The Security Service (MI5) has made tracking British jihadists fighting in Syria its top priority, according to reports - after a video posted by extremist militant group Islamic State in Iraq and Syria (Isis) showed five men calling for Western Muslims to join insurgents in Syria and Iraq.
In the 13-minute video, entitled “There is No Life Without Jihad”, the group – including three claimed Britons – explain their motivation for travelling to Iraq and Syria and seek to persuade British Muslims to give up “the fat job … the big car”.
One of the British men in the film, which calls for their countrymen to “answer the call and fight for Allah”, is a 20-year-old aspiring medical student from Cardiff.
Nasser Muthana, who goes by the name Abu Muthanna al-Yemeni, travelled to Syria with his 17-year-old brother Aseel Muthana after disappearing in November.
His father, Ahmed Muthana, told the Daily Telegraph that his elder son had been accepted at four universities to study medicine but did not go.
Instead he thinks Muthana, who went to Cathays High School, gained 11 GCSEs and enjoyed swimming and football, became “brainwashed” and radicalised in the UK.
In the footage, Muthana claims that the rebel group has fighters from as far afield as Cambodia, Australia and the UK.
“We are a state who is implementing the Sharia in both Iraq and the Sham. And look at the soldiers, we understand no borders,” he says.
“We have participated in battles in Sham and we will go to Iraq in a few days and we will fight there.
”We will even go to Lebanon and Jordan with no problems, wherever our Sheikh (Isis leader Abu Bakr al-Baghdadi) wants to send us.“
Another alleged Briton, named as “Abu Bara al-Hindi”, made it clear the group had in its sights disillusioned or vulnerable Muslims who could be persuaded to swap the trappings of Western life for a religious war. The man said: “Are you willing to sacrifice the fat job you’ve got? The big car you’ve got?” He added: “The cure for depression is jihad… Feel the honour we are feeling, feel the happiness we are feeling.”
Mr Muthana told the Telegraph that the family had been informed a few weeks ago that his son was in Turkey, and said the views expressed in the video were not his son's real opinions.
Mr Muthana said: ”"To be honest, I don't agree with him but I don't know what he has been taught in his mind."
He added: "Of course I fear he will be injured or die fighting but I can do nothing.
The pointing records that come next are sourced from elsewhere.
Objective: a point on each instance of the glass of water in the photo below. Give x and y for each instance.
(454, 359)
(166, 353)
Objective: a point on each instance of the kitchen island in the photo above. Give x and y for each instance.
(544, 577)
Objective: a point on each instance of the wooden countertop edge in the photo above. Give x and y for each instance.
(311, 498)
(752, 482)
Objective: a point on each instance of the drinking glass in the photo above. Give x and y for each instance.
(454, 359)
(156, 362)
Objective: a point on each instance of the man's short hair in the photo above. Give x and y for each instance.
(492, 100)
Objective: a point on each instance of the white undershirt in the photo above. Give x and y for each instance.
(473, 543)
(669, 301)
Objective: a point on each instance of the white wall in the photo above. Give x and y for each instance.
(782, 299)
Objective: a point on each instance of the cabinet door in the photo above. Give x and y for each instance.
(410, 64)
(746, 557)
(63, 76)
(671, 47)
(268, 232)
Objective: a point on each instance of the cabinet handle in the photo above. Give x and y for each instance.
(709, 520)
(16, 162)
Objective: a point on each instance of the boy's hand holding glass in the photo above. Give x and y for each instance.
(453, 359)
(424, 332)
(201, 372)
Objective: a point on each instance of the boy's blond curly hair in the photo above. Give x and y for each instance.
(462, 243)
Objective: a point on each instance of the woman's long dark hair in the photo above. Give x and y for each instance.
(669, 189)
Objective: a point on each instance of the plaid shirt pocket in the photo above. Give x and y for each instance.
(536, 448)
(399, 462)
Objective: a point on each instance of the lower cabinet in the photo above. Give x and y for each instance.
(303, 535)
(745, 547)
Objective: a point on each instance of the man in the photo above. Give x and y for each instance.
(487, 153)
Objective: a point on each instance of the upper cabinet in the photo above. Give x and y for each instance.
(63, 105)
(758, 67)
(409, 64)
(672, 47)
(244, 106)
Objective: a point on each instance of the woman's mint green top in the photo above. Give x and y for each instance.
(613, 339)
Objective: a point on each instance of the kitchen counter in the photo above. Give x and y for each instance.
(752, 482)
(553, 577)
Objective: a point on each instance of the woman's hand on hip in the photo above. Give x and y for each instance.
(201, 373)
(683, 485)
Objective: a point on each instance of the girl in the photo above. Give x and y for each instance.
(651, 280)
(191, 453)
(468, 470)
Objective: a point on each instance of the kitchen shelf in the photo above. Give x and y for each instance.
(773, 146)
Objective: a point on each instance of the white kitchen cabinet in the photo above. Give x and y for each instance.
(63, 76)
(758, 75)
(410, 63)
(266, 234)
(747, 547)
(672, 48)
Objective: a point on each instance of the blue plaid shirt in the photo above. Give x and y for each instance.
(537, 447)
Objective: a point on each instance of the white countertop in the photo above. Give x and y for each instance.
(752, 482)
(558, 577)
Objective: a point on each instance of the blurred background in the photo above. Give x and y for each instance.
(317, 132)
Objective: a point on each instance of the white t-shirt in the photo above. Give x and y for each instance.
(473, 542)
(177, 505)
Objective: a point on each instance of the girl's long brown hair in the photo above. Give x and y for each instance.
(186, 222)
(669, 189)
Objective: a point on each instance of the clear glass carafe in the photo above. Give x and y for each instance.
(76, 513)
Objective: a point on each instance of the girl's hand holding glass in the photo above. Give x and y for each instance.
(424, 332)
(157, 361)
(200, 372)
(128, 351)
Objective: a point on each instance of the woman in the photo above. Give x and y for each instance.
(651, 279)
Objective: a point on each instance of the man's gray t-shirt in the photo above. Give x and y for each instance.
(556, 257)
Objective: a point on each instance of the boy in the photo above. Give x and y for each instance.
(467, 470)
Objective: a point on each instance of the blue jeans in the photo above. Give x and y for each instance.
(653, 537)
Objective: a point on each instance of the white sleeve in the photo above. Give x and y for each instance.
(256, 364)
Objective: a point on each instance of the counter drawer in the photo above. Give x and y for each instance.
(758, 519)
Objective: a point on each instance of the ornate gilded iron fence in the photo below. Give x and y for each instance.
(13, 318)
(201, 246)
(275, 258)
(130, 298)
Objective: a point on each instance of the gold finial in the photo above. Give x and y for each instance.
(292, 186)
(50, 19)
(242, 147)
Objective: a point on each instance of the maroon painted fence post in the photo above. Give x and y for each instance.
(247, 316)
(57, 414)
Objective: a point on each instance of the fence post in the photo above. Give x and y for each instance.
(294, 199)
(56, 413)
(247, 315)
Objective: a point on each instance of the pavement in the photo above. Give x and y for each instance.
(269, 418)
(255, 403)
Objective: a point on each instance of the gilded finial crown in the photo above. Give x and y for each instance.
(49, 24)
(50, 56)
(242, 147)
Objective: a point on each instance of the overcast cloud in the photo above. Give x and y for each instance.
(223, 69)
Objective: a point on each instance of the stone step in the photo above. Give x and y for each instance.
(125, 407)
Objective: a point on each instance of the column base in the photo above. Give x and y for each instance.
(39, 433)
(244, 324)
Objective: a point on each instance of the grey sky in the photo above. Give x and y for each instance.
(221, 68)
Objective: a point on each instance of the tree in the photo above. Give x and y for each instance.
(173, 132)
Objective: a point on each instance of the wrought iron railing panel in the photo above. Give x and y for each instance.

They are conservative Muslim, they don't have girlfriends, they don't talk to girls.
“Of course they were influenced in the UK but to be honest I don't know. In the mosque, the people of the mosque won't tell me anything. Who will encourage them, someone on the street? No, it has to be the mosque, but which mosque, I don't know. They also spend a lot of time on their computer.”
And he told told ITV News that watching the footage of his son had made him cry.
“I wish I could hold him, hold his hand, ask him to come back,” he said. “As a father I give a message, not only to Nasser, to all the people that go from Britain to Syria to fight please stop. Come back home.”
The Government is treating the growing threat from Isis with ever-greater seriousness.
On Thursday the terror group was added to a list of banned organisations, making it an offence to be a member. Four other Syria-linked terror groups were banned at the same time.
Prime Minister David Cameron has insisted “everything that can be done is being done” to stop Britons being radicalised overseas amid fears that 450 people have joined the ranks of the extremist group in Iraq.
The BBC reported that the Security Service, MI5, has made tracking British jihadists fighting in Syria its top priority.
Experts believe the method of appeal in the video mimicks that of Western charities and aid groups.
Joseph Carter, from the International Centre for the Study of Radicalisation at King's College London, told The Times: “There's no question that the purpose is to attract Western audiences and to convince them to come.
"Unlike other groups who put out attack videos or feature major leaders, Isis feature everyday soldiers, people's personal narratives."
The Home Office said: ”We do not tolerate the existence of online terrorist and extremist propaganda, which directly influences people who are vulnerable to radicalisation.
“We already work closely with the internet industry to remove terrorist material hosted in the UK or overseas.”